Les Images racontent des histoires. Éléments de séries qui appellent d'autres commentaires, d'autres pistes. Instants parfois anciens, montrés avec du temps, avec l'envie seulement de parler du temps qui passe. Et puis des mots écrits et montrés, des expériences. Le temps, même aujourd'hui, à la seconde, là, il passe quand même, il fait récit. Il n'y a pas de nostalgie possible. Cette curieuse envie d'une urgence à prendre son temps pour, aujourd'hui même, regarder. JLK

dimanche 22 février 2015

COPENHAGUE


Facebook, 16 février

Aujourd'hui est un jour ordinaire. A Copenhague quelques uns d'entre nous ont donc été tués par quelques uns d'entre nous. Parce que si l'on raisonne seulement d'un point de vue objectif, statistique, moyen, que sais-je encore, le nombre de morts données ne sera pas beaucoup modifié par les attentats au Danemark... C'est ordinaire.
Pour beaucoup d'entre nous quand même la mort donnée est insupportable, quelle qu'elle soit, d'où qu'elle vienne.
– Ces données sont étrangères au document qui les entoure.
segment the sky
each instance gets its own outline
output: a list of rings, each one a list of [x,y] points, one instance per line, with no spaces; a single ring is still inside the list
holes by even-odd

Je n'arrive pas à hiérarchiser les morts données.
Pourtant, malgré tout, celle-ci sans doute me touchent plus encore. À cause du racisme, de la négation de la parole libre, de toute parole libre, de la récurrence aussi en ce début d'année. Ce qui n'est pas si ordinaire.
Un ami me disait ici voilà peu que nous ne pouvions pas être tous les malheurs du monde comme nous avons été Charlie. C'est vrai.
Mais ne pas accepter ces morts données en particulier, ne pas accepter la mort donnée en général, se dire de là où nous sommes que la pensée doit continuer son cours, sans indulgence aucune ni compromission.
Hier j'étais à Nantes à observer "l'irreprésentable" dans une forte exposition au Hangar à Bananes. Jean-Jacques Lebel y propose ce terrible "Labyrinthe" des scènes de tortures américaines en Irak. Photos connues bien sûr, vues et revues avec horreur mais ici dans toute leur violence, à cause de l'échelle, de la proximité dure des tirages autour de soi.
Il s'agit de la même chose.
Nous serons pas toutes les douleurs mais nous le sommes un peu tout de même à chaque fois.
Nous ne serons pas toutes les violences non plus. Peut-être même me répondra-t-on que nous ne le serons jamais ? Sauf que... ces morts données tous les jours, ces quelques secondes d'émotion à chaque info, si courtes ? Et ensuite ? Serions-nous un peu de ces violences là, comme de honteux complices ?
Ne pas se faire jamais à la violence.
Il s'agit de la même chose.
De plus en plus convaincu ce soir que, sans se mortifier pour autant, le réflexe d'extériorisation absolue de ce qui fâche ne va pas.
Ce n'est pas l'islam dit-on. En effet, ce n'est pas TOUT l'islam. Tout comme certains mauvais coups des chrétiens ( et Dieu qu'il y en a eu!) ne sont pas TOUT le christianisme. Tout comme bien des erreurs des républiques ne sont pas LA république.
Au fait elle était quoi l'américaine en Irak ?
Voilà.
Dire "il sagit de la même chose" ce n'est pas tout mettre dans le même sac et s'en défaire facilement.
De belles voix s'élèvent aujourd'hui bien haut pour travailler à l'éclaircissement de l'intérieur même de la religion en islam. Reconnaître que ce chemin là beaucoup, tellement, l'on fait en christianisme. À bien réfléchir se demander si précisément ce dernier chemin n'a pas été possible à cause non seulement de l'exigence de laïcité mais aussi de l'esprit de laïcité qui nous habite ici en Europe depuis si longtemps ? Relire voilà quelques jours le Roman de Renard, version non expurgée, et se dire que laïcité et blasphème font un foutu ménage avec la religion ici depuis bientôt mille ans.
Mais avoir lu voilà quelque temps des poèmes arabes libertins et se dire à peu près la même chose !
Qu'est ce qui a été raté là, ici, ailleurs? Qu'est-ce que nous raterions aujourd'hui à nouveau ?
Ne pas se faire à l'ordinaire jamais.
Ne pas se faire à la mort donnée jamais.
Essayer de sa place à être soi/les-autres... sinon pourquoi "je suis Charlie"?
Essayer de sa place à penser cela, ce soi/les-autres, ce serait sans doute aussi se demander ce qui est sa part de violence.
Essayer cela, de ne pas l'être pour le coup.